St. John's archivist Michael Lowe's life is turned on its head when a Dutch acquaintance, Anton Aalders, arrives on his doorstep in 1995. Anton is searching for a father he never met, ostensibly a Newfoundland soldier who was part of the Allied forces that liberated the Netherlands at the end of the Second World War. Anton's visit stretches from a few days to a few months, reluctant as he is to go in search of his father, and keen to learn as much as he can about Newfoundland, its history, and its people. Rabble-rouser and ardent Newfoundland patriot Brendan "Miles" Harnett, Michael's friend and sometime bugbear, is obsessed with his own search for the lost "fatherland" of Newfoundland, which relinquished its political independence in 1934. Miles is only too eager to teach Anton—and Michael—the shameful, forgotten history (as he sees it) of the lost country of Newfoundland. The Strangers' Gallery is a finely crafted, at times humorous, novel about the painful search for identity—both political and personal.

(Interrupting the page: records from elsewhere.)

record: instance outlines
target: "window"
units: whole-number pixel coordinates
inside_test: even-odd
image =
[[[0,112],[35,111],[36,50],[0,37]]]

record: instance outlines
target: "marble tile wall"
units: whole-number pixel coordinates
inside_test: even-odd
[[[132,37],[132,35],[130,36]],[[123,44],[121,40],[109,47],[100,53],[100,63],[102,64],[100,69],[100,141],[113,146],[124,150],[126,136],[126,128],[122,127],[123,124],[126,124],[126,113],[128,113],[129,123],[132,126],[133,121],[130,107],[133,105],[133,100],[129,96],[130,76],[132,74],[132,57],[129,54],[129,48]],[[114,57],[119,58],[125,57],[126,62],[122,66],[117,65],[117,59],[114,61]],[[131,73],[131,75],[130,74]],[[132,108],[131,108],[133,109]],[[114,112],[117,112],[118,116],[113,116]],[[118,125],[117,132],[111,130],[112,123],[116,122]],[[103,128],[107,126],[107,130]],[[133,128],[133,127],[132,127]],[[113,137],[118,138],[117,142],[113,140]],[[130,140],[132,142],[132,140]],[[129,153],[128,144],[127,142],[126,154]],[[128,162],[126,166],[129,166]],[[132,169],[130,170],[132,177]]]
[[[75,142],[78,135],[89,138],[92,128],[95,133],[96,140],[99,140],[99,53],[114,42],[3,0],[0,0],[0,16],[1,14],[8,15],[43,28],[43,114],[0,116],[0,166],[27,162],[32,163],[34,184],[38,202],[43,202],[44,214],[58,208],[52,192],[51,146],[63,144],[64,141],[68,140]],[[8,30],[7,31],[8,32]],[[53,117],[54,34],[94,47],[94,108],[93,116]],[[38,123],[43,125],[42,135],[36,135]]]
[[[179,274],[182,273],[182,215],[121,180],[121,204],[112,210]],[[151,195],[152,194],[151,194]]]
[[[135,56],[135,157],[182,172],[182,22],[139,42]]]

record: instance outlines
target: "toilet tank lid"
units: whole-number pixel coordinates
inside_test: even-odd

Paul Bowdring is the author of three previous novels, The Roncesvalles Pass, The Night Season, and The Strangers’ Gallery, the latter the winner of the BMO Winterset Award and a nominee for the International IMPAC Dublin Literary Award. He has worked for many years as an English teacher and editor. He was a longtime editor of TickleAce magazine and is currently an associate editor with The Fiddlehead. He lives in St. John’s, NL.
A rich and expansive novel, comic and erudite, wise and down-to-earth in its depiction of the joys and disappointments in the modern world.
The Strangers' Gallery will confirm Paul Bowdring's reputation as one of the most insightful, witty, and readable Newfoundland writers of his generation ... An alegy for a certain vision of Newfoundland, an examination of the way in which the past, both collective and personal, impinges upon the present, and a meditation on the ways in which we give meaning to our lives.